Insisto: afortunadamente -y aun con las imperfecciones de nuestro sistema político y de tantos de quienes lo encarnan institucionalmente- vivimos en un Estado de Derecho en el que nuestra palabra no busca la benevolencia de un rey, sino encontrarse con la palabra de los otros, desde las reglas de juego del Derecho, para decidir lo que nos conviene. Solo así conseguiremos que se cumpla el sentido del Derecho y se restablezca ahí donde haya quebrado. Con el establecimiento de las responsabilidades y, en su caso, de las sanciones.
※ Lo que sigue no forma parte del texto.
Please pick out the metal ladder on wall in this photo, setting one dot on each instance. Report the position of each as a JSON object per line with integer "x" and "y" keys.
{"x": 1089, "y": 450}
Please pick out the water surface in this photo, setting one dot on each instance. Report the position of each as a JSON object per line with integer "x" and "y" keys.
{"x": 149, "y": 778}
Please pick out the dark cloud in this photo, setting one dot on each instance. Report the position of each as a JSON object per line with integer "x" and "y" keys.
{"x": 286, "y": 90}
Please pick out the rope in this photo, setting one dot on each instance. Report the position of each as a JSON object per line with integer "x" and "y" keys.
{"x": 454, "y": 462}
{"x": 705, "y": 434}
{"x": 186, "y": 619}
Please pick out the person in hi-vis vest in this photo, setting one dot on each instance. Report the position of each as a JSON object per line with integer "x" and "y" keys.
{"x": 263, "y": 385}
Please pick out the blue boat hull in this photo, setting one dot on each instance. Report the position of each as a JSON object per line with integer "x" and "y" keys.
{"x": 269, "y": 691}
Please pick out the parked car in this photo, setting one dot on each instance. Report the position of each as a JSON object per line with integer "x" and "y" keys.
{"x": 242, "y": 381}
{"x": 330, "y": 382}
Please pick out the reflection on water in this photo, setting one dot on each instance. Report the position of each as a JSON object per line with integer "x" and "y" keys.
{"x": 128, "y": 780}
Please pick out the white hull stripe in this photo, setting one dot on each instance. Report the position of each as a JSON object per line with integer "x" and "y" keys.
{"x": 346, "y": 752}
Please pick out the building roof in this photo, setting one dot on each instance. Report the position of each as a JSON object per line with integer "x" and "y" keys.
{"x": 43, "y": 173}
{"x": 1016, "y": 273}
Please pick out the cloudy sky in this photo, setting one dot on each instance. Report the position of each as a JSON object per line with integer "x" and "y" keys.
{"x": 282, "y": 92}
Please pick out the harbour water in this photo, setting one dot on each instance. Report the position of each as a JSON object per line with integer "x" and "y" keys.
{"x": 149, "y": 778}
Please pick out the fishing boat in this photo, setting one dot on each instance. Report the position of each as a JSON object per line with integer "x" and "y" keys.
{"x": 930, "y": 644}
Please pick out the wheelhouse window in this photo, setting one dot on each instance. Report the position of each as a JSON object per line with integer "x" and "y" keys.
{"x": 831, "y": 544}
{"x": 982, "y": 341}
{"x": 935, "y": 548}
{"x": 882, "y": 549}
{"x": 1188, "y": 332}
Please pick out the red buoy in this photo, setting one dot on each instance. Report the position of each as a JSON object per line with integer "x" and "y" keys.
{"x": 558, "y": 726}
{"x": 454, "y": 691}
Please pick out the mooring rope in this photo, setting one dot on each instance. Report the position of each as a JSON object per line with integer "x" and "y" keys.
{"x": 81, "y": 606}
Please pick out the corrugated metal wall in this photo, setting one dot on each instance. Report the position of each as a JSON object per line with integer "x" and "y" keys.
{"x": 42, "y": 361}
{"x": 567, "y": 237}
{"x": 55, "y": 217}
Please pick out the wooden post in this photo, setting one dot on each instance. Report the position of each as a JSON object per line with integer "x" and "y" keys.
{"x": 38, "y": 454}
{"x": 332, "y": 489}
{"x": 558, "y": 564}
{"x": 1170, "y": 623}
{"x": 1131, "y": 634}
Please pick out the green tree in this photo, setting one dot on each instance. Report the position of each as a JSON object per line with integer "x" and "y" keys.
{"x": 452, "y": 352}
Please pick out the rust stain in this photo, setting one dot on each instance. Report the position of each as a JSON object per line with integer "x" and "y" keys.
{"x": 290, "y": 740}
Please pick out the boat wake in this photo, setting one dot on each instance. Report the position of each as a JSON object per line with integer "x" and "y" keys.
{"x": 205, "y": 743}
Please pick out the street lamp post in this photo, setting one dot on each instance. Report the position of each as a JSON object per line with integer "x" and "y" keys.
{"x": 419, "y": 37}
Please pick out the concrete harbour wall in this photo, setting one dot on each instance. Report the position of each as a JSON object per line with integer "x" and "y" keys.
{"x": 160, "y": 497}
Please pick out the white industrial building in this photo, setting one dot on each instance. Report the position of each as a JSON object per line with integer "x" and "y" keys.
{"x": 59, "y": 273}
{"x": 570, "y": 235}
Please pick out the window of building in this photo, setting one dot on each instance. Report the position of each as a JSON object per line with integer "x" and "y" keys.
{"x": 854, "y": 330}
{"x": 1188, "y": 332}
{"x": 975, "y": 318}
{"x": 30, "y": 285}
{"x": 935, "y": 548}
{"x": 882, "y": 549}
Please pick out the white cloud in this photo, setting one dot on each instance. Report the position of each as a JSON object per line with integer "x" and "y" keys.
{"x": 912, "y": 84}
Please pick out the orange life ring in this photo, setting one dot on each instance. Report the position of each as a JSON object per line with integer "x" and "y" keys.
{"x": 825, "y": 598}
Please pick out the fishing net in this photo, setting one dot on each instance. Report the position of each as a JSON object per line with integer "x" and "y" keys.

Pero esta no es una tarea en la que nos corresponde sólo el papel de espectadores: nosotros, los ciudadanos, somos los soberanos de ese Derecho y debemos luchar por que no retroceda: tomar la voz para exigir de quienes hemos elegido como gestores de nuestra soberanía que se nos garanticen de forma efectiva y a todos, sin excepción, nuestros derechos, lo que comporta en primer lugar el derecho a tener derechos, a ser justiciables y, por tanto, a obtener respuesta por parte de las administraciones y, en su caso, de los tribunales de justicia que establecen en última instancia las responsabilidades y sanciones correspondientes.

Ahora bien, con hay que confundir responsabilidad  jurídica y responsabilidad política: los representantes políticos no deben entender que la victoria en las elecciones les da carta blanca para menoscabar nuestra confianza . La última palabra sobre el contrato de confianza que es el contrato político, debe corresponder siempre a los ciudadanos. Y no necesariamente al final de cada mandato surgido de las elecciones. En circunstancias excepcionales, por ejemplo, en casos de grave corrupción o de grave ineficacia, debe ser posible un  mecanismo político de sanción al poder, de carácter deconstituyente y, desde luego, reglado.